Этот рассказ вызвал дружный смех. Только одна пожилая женщина, тоже учительница, не засмеялась, а сказала:
— Этих мальчиков дурно воспитали.
На нее накинулись:
— Ну, как вы можете так говорить! Разве мы с вами вправе судить этих мальчишек?!. Кто знает, может быть, у них отцы или братья погибли от рук фашистов…
— И даже наверняка погибли, — ответила старая учительница. — Но кто вам сказал, что я обвиняю мальчишек? Нисколько. Я не их обвиняю, а тех, кто их воспитал. Им не внушили элементарных законов чести, не объяснили старого русского воинского правила: лежачего не бьют.

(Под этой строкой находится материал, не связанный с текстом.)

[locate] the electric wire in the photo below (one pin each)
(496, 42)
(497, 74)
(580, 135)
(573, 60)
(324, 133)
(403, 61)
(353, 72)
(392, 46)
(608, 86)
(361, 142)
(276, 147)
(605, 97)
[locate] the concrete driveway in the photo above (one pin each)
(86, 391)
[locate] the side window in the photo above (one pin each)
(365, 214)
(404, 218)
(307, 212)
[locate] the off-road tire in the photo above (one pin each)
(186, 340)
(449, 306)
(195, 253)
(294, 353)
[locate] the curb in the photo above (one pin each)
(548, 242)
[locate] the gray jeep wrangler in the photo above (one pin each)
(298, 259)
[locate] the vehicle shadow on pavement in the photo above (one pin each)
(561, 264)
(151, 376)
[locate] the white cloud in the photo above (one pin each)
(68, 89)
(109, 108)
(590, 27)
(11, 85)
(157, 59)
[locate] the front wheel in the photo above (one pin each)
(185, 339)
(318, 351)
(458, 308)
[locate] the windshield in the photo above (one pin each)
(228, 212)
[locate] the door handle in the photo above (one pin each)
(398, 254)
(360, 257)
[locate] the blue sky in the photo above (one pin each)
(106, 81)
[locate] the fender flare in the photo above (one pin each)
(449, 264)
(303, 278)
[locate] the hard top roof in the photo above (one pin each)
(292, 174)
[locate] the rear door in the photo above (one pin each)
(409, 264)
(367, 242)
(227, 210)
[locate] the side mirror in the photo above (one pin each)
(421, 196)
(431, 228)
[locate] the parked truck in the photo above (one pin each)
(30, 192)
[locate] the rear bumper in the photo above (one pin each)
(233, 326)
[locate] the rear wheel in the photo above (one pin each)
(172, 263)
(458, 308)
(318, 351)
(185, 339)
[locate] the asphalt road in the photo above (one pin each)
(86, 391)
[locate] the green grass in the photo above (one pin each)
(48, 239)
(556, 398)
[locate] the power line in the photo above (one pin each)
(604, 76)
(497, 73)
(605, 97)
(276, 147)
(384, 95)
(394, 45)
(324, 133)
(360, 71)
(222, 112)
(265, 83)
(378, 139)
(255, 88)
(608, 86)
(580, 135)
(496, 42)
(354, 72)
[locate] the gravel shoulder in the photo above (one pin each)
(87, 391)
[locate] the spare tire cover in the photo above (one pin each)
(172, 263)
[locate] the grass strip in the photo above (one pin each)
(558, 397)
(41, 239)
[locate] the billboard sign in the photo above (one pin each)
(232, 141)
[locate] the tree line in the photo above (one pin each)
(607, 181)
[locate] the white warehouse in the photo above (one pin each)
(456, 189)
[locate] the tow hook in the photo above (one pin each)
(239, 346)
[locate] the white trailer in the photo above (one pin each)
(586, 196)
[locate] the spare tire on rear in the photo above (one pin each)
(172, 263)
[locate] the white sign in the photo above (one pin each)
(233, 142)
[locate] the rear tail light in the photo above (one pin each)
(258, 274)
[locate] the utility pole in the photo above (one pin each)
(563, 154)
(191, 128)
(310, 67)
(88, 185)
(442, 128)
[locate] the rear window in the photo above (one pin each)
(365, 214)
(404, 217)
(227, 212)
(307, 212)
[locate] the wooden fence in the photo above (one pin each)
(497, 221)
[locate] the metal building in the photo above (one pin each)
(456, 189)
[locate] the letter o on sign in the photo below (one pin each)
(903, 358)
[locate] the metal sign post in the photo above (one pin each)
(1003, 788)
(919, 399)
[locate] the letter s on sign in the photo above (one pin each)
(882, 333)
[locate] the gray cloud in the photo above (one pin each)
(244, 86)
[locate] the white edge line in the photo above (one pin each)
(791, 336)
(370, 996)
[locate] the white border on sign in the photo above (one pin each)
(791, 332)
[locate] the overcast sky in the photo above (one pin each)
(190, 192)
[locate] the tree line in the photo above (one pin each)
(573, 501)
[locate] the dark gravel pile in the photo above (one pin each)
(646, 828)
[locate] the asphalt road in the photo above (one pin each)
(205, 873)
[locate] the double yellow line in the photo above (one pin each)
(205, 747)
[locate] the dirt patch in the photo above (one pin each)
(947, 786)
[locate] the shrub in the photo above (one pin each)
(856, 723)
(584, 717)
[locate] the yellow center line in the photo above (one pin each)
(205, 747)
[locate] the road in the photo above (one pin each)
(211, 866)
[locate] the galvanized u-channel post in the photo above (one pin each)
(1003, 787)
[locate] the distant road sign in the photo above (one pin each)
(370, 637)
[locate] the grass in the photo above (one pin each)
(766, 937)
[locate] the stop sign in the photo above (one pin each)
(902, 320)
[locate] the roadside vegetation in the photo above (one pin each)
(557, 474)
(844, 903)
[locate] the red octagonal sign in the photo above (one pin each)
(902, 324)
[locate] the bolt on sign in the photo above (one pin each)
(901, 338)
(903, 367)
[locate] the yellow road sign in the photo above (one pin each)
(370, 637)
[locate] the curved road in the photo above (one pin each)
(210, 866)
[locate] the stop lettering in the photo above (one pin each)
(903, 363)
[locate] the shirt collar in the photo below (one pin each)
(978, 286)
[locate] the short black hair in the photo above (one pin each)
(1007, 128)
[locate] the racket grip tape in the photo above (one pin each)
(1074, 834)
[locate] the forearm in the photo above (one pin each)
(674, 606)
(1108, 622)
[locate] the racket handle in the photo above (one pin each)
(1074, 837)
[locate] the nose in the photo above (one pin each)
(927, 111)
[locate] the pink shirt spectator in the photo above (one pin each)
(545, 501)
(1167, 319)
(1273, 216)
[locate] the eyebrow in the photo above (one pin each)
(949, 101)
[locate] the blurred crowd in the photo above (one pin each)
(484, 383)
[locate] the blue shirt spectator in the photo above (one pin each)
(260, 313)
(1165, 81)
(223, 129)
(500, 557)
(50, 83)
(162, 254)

…А как важно знать, и помнить, и не забывать эти старые, мудрые правила, и верить в их категорическую императивность с той верой, с какой верит в нее ребенок. Для ребенка не существует того, что мы, взрослые, называем «исключениями». Об этом очень хорошо сказал в свое время Житков:
«Если взрослый говорит: „Никогда не ври“, то для ребенка „никогда“ — это вечное и во всяких случаях и, уж конечно, в тех, когда больше всего хочется и нужней всего соврать. Для взрослого это: „Ну, конечно, не до идиотизма! Бывают, знаете, такие случаи…“, — для ребенка вся торжественная яркость этой абсолютности слова „никогда“ сразу тухнет, и слово это уже расплевано, растоптано до тоски и обиды».
Вот эта приблизительность и относительность этических требований — зло, которого мы в повседневности не замечаем, но которое тем не менее живет, растет и дает плоды. И плоды весьма горькие.
Не здесь ли мы должны искать корни тех явлений, которые так волнуют последнее время наше общество? Я говорю о недостойном поведении некоторой части нашей молодежи. В этих случаях принято оговариваться: незначительной части. Незначительной, да, но не такой уж ничтожной, чтобы можно было не бить тревогу. И тревогу мы бьем. Редко бывает, что развернешь газету и не наткнешься там на материал, обличающий молодых бездельников, стиляг, тунеядцев, фарцовщиков, бездушных сыновей и т. д. и т. п. Законны и справедливы требования тех, кто считает, что бездельников этих нужно учить и наказывать. Но при этом не стоит, пожалуй, забывать, что наказание никогда не было наилучшим средством разумного воспитания. Продолжая вести самый серьезный разговор с шестнадцатилетним или двадцатилетним лоботрясом, мы должны очень крепко задуматься о просчетах нашего воспитания в целом.